Attard Gerhardt, Reid Alison H M, Olmos David, de Bono Johann S
Section of Medicine, The Institute of Cancer Research, Sutton, Surrey, United Kingdom.
Cancer Res. 2009 Jun 15;69(12):4937-40. doi: 10.1158/0008-5472.CAN-08-4531. Epub 2009 Jun 9.

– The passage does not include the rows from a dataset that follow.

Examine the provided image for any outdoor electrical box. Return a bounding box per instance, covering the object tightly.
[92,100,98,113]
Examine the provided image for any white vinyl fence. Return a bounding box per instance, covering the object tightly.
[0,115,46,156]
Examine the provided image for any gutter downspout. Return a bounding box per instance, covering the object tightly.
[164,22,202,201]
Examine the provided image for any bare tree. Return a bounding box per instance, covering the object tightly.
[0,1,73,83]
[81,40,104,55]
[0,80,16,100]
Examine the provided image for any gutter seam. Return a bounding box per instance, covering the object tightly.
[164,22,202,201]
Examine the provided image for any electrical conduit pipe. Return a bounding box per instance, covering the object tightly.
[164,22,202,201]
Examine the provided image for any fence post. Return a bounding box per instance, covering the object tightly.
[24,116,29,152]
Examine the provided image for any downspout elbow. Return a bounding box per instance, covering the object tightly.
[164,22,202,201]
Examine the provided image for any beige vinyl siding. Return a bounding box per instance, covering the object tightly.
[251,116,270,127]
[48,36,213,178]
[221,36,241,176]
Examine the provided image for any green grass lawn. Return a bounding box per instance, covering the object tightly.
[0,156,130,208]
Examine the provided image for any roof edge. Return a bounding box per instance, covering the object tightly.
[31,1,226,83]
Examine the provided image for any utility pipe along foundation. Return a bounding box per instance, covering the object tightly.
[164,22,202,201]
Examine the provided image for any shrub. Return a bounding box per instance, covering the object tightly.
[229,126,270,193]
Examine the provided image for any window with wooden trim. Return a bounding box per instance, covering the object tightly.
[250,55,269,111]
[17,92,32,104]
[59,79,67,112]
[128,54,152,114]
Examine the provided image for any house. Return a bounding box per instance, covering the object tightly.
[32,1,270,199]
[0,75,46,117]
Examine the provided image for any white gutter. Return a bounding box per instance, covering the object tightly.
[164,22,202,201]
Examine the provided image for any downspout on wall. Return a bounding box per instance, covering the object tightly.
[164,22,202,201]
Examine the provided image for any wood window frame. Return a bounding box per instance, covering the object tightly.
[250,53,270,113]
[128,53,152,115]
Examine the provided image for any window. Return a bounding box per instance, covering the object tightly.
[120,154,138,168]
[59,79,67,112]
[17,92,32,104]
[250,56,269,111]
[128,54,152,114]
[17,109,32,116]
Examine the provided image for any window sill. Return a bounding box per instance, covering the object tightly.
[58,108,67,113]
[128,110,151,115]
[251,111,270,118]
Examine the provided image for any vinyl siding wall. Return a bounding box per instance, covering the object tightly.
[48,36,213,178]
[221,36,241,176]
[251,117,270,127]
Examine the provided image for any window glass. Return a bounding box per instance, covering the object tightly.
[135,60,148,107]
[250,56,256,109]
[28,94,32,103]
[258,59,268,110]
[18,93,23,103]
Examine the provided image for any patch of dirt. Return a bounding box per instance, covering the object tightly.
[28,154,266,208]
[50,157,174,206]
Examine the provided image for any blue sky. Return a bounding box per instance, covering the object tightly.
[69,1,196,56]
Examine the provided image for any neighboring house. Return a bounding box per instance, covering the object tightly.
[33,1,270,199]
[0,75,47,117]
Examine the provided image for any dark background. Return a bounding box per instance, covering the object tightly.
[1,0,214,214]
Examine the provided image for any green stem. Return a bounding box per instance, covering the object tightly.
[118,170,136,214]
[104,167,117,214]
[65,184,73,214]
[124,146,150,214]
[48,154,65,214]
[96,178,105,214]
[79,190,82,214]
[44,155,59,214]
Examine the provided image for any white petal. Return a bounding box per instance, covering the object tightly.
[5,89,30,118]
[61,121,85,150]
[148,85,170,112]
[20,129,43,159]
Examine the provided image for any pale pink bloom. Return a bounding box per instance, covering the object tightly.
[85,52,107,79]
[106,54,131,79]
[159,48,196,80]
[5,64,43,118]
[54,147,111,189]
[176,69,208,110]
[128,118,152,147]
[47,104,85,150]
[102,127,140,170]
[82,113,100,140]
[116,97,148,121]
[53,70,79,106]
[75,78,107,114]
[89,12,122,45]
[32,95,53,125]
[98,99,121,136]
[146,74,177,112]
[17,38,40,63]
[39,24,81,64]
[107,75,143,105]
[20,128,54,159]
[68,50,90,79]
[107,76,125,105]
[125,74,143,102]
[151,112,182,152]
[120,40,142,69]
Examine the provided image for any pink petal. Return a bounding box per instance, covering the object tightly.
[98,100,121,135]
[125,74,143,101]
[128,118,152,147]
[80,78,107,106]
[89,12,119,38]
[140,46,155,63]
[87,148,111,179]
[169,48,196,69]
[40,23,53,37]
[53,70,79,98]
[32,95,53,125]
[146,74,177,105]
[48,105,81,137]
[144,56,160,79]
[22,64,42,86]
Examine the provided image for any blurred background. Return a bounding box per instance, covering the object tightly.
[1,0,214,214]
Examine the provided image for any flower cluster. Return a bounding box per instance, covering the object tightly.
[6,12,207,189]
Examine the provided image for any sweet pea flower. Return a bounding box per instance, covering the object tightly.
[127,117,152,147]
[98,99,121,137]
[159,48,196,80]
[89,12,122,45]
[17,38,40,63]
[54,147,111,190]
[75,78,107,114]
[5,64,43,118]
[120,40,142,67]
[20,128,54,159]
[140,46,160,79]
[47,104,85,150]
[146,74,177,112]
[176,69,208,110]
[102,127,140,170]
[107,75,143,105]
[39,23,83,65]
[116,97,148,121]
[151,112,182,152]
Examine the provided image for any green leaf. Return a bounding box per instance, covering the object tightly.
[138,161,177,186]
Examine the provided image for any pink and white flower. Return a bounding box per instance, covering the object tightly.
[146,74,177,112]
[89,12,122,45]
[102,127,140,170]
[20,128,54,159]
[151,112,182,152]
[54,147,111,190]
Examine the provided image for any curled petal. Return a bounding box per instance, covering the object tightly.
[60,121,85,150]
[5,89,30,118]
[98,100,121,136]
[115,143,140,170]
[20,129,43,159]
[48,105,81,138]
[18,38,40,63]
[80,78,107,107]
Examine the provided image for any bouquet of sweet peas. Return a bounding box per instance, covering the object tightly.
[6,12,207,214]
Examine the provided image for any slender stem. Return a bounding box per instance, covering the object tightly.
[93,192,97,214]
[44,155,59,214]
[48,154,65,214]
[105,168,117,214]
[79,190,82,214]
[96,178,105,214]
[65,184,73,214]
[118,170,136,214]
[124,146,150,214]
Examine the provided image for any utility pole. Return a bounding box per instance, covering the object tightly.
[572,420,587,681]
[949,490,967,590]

Abiraterone acetate is a potent, selective, and orally bioavailable small molecule inhibitor of CYP17, an enzyme that catalyzes two key serial reactions (17 alpha hydroxylase and 17,20 lyase) in androgen and estrogen biosynthesis. Clinical trials have confirmed that specific inhibition of CYP17 is safe and results in clinically important antitumor activity in up to 70% of castrate patients with advanced prostate cancer resistant to currently available endocrine therapies. These clinical data indicate that castration-resistant prostate cancer frequently remains hormone dependent and has confirmed that this disease should no longer be described as "hormone resistant or refractory". Biomarker studies, including the analysis of ETS gene fusion status, on patients treated with abiraterone acetate may allow enrichment of patients with a sensitive phenotype in future studies of therapeutics targeting CYP17.
醋酸阿比特龙是一种强效、选择性且口服生物利用度高的小分子CYP17抑制剂,CYP17是一种在雄激素和雌激素生物合成过程中催化两个关键连续反应(17α羟化酶和17,20裂解酶)的酶。临床试验已证实,对CYP17的特异性抑制是安全的,并且在高达70%对现有内分泌疗法耐药的去势晚期前列腺癌患者中产生临床上重要的抗肿瘤活性。这些临床数据表明,去势抵抗性前列腺癌通常仍依赖激素,并已证实这种疾病不应再被描述为“激素抵抗或难治性”。对接受醋酸阿比特龙治疗的患者进行的生物标志物研究,包括对ETS基因融合状态的分析,可能会在未来针对CYP17的治疗研究中使具有敏感表型的患者得到富集。